€4.9 billion
The €4.9 billion in damages that Jérôme Kerviel, has to pay Société Générale is clearly absurd. But it raises some interesting considerations.
The French court found Kerviel guilty on 7th October of contriving to rack up €50 billion in uncovered positions for his employers. He was also given five years in jail, of which two are suspended. The court had already fined SocGen a €4 million for failing to put adequate controls in place.
On a pragmatic calculation the Kerviel fine is what it cost SocGen to unwind his positions; so that’s what they claimed back from him. Sounds fair enough on the face of it, especially as the one of the presiding judges pointed out that the rogue trader had imperilled the livelihoods of 140,000 fellow employees, as his actions could have put the bank out of business. But let’s look a little more closely at cause and effect.
The mere €4 million fine of the bank seems miniscule not only in comparison with Kerviel’s but also in the context of its responsibilities to its stakeholders. By its failure to establish proper controls it jeopardised not only the well-being of those 140,000 employees but also those of the bank’s shareholders, savers and other funders and counterparties. In the context of systemic risk, the potential impacts of its failures were far greater. Their own fine could have been paid out of the annual bonus of one reasonably successful investment bank trader. It was neither proportionate to the potential consequences of the bank’s failures nor equitable in the context of the Kerviel affair.
But how much responsibility can and should a single employee bear for his or her actions? And let’s be clear, when an investor, a depositor or other bank funder provides their money to a financial institution it does just that. It trusts the financial institution not each employee. Its stakeholders can and should reasonably expect to be able trust the bank to operate, direct and control its staff and it systems appropriately.
A crime is a crime and Kerviel’s actions have been adjudged to be criminal. He should certainly not get off scot-free therefore. But there is no chance of him paying his fine unless he is extraordinarily successful over the rest of his life. It has been widely reported that on the basis of his current income it would take him 177,000 years to pay it off. I wonder if that includes accrued interest?

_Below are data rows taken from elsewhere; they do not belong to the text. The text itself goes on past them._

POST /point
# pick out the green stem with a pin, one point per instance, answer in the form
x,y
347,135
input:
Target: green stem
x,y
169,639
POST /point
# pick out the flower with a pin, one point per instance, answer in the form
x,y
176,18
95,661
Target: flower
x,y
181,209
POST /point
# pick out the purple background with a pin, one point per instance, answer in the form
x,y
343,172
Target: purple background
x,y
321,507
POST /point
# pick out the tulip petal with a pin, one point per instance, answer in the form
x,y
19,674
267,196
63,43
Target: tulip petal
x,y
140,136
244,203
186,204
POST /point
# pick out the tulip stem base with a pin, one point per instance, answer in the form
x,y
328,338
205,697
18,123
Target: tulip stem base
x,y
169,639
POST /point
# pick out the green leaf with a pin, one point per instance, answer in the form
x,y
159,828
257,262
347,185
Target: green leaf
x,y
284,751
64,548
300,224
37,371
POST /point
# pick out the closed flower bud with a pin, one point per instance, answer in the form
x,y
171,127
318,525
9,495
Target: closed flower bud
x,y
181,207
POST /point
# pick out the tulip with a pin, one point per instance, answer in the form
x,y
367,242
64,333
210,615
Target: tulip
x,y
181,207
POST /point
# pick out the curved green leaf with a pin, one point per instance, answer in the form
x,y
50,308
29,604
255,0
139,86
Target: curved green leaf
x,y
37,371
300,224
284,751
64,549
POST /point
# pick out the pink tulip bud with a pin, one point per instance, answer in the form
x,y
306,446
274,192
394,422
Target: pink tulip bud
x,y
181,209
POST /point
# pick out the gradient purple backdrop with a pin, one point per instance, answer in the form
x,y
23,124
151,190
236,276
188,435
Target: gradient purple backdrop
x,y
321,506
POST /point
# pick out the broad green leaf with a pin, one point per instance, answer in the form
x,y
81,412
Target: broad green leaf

Banks such as SocGen should not be able to have it both ways. They must eradicate altogether the ability of any individual or group of individuals to defraud a bank of such large sums. And they should simply not allow an individual to be able to make or lose massive sums of money, which they could never obtain redress for in the event of an accident or misdemeanour.
Kerviel is to appeal the judgment. Will the outcome mean a longer jail term but less of a fine? Or will he be enslaved to the bank or at least to the courts for the rest of his life?
And what of Kerviel himself? Perhaps he should be obliged to turn gamekeeper and assist other financial institutions to plug the loopholes they may have in their systems. That way he could earn back some of his fine by logging how much their employees might have been able to take them for had he not helped them stop up the holes in their controls.